Pour bien prouver à l’aimable Daisy Torp toute la sincérité de sa flamme, Cocantin se préparait à la serrer tendrement contre son cœur, lorsque le bruit rythmé de rames frappant les flots parut grandir son anxiété qui ne s’était d’ailleurs que très superficiellement calmée.

– Attendez, ma chère Daisy…, fit-il en s’éloignant légèrement de la baigneuse.

Dissimulé derrière un pan de mur, il lança un regard vers l’endroit où, un instant auparavant, il avait aperçu Judex.

Celui-ci s’était assis sur la borne, et semblait attendre les événements avec sérénité.

On aurait même dit qu’il n’avait nullement vu un canot, monté par plusieurs hommes, quitter le flanc du brick-goélette à l’ancre et se diriger vers la jetée.

Lorsque l’embarcation stoppa à quelques mètres de lui, il ne bougea pas davantage.

Ce fut à peine s’il détourna la tête, lorsqu’un tout jeune matelot, sautant à terre, se dirigea vers lui.

Cocantin, grâce au magnifique clair de lune qui rayonnait sur la baie suivait tous ces détails avec la plus rigoureuse exactitude…

Jusqu’alors il était demeuré impassible.

Mais lorsqu’il vit le jeune matelot frapper légèrement sur l’épaule de Judex, celui-ci se lever brusquement, et dévisager son interlocuteur avec un air de souverain mépris, le directeur de l’Agence Céléritas ne put retenir une sourde exclamation:

– Diable! Diable!

– Qu’y a-t-il? interrogea Miss Daisy Torp qui avait rejoint son ami.

– Il y a, murmura celui-ci qui paraissait de plus en plus troublé… Il y a que nous allons assister, je crois, à des choses tout à fait extraordinaires!…

V LE GUET-APENS

Lorsque Jacques de Trémeuse qui, sans en avoir l’air, n’avait rien perdu des mouvements du canot, s’était entendu interpeller en ces termes: «Hé! bonsoir, cher monsieur Judex!», malgré tout son incomparable sang-froid, il n’avait pu réprimer un tressaillement… et il s’était tout de suite redressé, faisant face à l’adversaire.

C’est que, tout de suite, il avait reconnu la voix railleuse, mordante qui vibrait à ses oreilles.

– Diana…, se dit-il. La lutte s’engage… Attendons…

L’aventurière, qui portait avec une sorte de cynique élégance son travestissement de marin, interrogeait, toujours gouailleuse:

– Peut-on vous demander ce que vous faites, ce soir, sur cette jetée?

D’autant plus hardie qu’elle se sentait protégée par les bandits qui étaient restés dans la barque, prêts à accourir à son premier signal, l’ex-institutrice des Sablons ajouta:

– Serait-ce, par hasard, pour rimer quelque sonnet aux étoiles?

– Non, répliqua Judex d’une voix incisive. J’attends Favraut!

– Ah! vous attendez Favraut? Et pourquoi, s’il vous plaît?

– Qu’est-ce que cela peut vous faire?

Diana qui, malgré toute son audace et la sécurité que lui inspirait la présence de ses compagnons, se sentait quelque peu démontée par l’intervention de son mortel et redoutable ennemi, répondit cependant:

– J’ai été chargée par lui d’amener à bord du navire où il se trouve sa fille et son petit-fils auxquels il avait demandé de le rejoindre.

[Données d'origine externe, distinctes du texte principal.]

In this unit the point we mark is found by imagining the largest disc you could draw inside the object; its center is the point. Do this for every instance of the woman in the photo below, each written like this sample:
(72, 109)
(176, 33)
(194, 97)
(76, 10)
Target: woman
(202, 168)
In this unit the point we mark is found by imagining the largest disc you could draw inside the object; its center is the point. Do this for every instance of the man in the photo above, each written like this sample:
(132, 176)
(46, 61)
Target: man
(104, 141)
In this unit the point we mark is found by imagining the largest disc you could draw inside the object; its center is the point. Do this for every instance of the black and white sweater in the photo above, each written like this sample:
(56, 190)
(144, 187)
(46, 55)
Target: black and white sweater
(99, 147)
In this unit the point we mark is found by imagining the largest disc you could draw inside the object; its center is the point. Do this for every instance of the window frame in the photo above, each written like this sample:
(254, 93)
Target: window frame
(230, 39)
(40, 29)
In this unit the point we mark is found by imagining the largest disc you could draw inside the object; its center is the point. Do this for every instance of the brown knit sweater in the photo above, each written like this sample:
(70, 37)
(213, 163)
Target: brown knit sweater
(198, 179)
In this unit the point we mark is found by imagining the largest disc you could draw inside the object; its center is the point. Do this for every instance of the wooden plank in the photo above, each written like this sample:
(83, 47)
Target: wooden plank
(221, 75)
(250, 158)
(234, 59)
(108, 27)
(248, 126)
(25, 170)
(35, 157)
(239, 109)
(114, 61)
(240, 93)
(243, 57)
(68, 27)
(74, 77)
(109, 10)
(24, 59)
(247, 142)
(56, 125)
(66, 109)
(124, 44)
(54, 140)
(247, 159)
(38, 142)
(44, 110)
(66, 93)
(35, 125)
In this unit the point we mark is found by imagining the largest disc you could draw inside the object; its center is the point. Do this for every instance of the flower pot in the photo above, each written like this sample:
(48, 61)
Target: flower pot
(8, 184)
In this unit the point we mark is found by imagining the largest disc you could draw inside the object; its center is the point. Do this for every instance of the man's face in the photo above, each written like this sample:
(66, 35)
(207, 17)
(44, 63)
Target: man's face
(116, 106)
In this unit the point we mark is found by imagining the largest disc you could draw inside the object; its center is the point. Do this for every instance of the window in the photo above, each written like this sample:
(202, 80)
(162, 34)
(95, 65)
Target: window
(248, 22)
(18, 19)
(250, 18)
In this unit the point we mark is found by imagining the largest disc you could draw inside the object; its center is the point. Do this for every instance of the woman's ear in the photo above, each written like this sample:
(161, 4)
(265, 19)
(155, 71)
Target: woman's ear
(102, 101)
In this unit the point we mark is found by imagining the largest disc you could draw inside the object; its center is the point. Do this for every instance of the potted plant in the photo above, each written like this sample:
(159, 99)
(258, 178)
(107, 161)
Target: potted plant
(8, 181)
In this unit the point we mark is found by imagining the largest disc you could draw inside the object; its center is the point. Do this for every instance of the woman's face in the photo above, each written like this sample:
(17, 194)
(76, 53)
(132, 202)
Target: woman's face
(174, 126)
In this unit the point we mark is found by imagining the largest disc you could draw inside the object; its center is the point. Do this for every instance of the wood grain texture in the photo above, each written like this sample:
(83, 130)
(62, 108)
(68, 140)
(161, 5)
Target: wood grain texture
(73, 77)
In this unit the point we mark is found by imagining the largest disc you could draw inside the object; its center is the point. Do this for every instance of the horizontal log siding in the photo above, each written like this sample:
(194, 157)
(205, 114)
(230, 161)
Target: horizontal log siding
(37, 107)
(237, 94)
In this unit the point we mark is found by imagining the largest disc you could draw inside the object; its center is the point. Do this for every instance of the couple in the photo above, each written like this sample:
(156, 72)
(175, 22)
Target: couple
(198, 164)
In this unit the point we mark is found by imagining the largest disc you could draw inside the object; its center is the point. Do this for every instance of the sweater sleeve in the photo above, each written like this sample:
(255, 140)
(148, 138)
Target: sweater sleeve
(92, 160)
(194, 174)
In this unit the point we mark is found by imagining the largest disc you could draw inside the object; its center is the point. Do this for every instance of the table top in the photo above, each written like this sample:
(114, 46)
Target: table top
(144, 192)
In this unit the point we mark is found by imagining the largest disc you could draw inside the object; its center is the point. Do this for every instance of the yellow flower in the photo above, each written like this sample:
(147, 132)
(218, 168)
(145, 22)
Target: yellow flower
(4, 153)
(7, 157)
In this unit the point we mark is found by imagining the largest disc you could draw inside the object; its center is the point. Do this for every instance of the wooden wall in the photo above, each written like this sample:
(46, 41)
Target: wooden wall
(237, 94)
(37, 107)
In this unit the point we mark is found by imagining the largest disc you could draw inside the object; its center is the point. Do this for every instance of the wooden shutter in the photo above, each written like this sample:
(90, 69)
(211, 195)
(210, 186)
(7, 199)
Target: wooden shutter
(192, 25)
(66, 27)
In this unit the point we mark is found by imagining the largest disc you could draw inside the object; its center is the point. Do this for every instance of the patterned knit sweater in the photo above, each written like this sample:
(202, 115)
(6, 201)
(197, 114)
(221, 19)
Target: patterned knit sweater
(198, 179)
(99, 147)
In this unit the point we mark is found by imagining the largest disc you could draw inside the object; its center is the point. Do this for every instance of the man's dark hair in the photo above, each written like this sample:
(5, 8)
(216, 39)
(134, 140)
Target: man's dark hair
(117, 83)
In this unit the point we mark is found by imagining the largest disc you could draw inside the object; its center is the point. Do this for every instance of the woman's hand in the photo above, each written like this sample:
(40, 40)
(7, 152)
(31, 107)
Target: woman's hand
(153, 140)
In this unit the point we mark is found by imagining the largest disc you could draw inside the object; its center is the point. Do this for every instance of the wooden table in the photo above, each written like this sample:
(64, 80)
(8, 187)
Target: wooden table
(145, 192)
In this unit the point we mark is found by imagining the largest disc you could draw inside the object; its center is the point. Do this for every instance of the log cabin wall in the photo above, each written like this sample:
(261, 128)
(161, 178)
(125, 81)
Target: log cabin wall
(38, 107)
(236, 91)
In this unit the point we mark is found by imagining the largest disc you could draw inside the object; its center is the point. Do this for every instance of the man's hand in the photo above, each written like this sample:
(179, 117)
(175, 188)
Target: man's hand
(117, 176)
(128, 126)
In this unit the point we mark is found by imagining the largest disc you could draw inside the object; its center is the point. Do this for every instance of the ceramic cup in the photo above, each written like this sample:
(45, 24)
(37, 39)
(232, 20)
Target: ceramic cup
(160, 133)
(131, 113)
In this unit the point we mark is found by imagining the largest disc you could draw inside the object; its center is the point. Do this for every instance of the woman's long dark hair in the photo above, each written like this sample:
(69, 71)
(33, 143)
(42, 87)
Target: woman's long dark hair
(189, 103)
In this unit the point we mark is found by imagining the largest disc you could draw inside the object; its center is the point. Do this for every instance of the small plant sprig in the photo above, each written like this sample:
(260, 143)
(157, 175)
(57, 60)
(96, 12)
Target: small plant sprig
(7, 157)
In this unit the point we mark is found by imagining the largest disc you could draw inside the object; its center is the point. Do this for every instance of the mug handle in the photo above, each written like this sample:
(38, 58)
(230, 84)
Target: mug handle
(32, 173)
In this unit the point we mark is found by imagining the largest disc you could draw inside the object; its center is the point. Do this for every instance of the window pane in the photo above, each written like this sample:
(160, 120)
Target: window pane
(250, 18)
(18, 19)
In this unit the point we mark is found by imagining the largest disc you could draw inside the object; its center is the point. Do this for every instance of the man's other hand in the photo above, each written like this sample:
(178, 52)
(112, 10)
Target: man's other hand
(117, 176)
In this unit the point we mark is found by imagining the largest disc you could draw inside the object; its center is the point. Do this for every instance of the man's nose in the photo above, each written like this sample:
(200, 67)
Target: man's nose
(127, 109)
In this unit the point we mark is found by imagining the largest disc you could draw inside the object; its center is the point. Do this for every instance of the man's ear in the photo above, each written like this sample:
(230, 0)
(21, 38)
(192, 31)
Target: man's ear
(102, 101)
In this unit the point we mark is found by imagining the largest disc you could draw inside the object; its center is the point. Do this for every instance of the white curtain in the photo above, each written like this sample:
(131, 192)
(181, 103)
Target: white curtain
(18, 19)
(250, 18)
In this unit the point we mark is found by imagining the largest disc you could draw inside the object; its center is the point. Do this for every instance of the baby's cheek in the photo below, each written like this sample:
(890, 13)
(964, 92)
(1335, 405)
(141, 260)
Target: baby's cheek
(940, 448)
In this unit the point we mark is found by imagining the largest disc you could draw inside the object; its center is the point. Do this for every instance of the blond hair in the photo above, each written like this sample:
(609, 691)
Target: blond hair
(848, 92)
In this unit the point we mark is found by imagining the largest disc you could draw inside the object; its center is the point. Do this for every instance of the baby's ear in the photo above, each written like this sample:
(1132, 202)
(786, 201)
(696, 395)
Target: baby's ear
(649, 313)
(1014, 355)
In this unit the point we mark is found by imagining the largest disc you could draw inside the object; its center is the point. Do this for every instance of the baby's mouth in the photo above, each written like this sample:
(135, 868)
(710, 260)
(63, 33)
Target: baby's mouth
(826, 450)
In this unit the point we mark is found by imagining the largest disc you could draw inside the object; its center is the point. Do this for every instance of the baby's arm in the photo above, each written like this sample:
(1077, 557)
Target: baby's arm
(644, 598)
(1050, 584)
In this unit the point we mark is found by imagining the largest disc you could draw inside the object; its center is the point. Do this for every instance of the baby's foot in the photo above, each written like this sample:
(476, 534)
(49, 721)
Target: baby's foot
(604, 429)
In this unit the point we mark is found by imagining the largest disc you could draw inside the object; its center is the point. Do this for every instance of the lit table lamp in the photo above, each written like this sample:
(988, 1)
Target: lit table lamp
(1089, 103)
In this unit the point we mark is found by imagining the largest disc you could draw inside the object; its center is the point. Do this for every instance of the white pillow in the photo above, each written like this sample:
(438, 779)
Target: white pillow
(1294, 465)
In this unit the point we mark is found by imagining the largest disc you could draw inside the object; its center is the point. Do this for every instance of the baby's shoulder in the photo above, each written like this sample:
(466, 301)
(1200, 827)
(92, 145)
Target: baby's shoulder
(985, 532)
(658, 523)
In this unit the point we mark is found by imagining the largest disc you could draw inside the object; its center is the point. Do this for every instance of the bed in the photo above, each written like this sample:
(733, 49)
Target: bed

– Et moi…, scanda Jacques de Trémeuse, je suis venu pour vous empêcher de les assassiner.

– Que dites-vous? grinça la misérable, furieuse de voir ses plans déjoués.

Mais, malgré tout, elle voulut bluffer:

– Assassiner cette femme… cet enfant… mais monsieur vous êtes fou!

– Vous n’en êtes pas à votre coup d’essai.

– Monsieur… je ne comprends pas.

– Vous ne comprenez pas?

Enlevant d’un geste brusque le béret que portait l’aventurière dont les longs cheveux bruns se dénouèrent aussitôt pour retomber sur ses épaules, Judex s’écria:

– Allons… Diana Monti, puisque nous voilà enfin face à face, jouons franc jeu et pas d’inutile comédie.

Mais la maîtresse de Moralès, brandissant soudain le revolver qu’elle dissimulait derrière son dos, le braqua vers la poitrine de Judex qui, sans se départir de son calme, écarta l’arme d’un geste irrésistible avant que Diana ait eu le temps de presser sur la détente et déclara sur ce ton plein d’autorité impérieuse:

– Pas de nerfs… madame, je vous en prie… si vous saviez dans quel but je suis ici, vous ne chercheriez pas à vous débarrasser de moi, bien au contraire.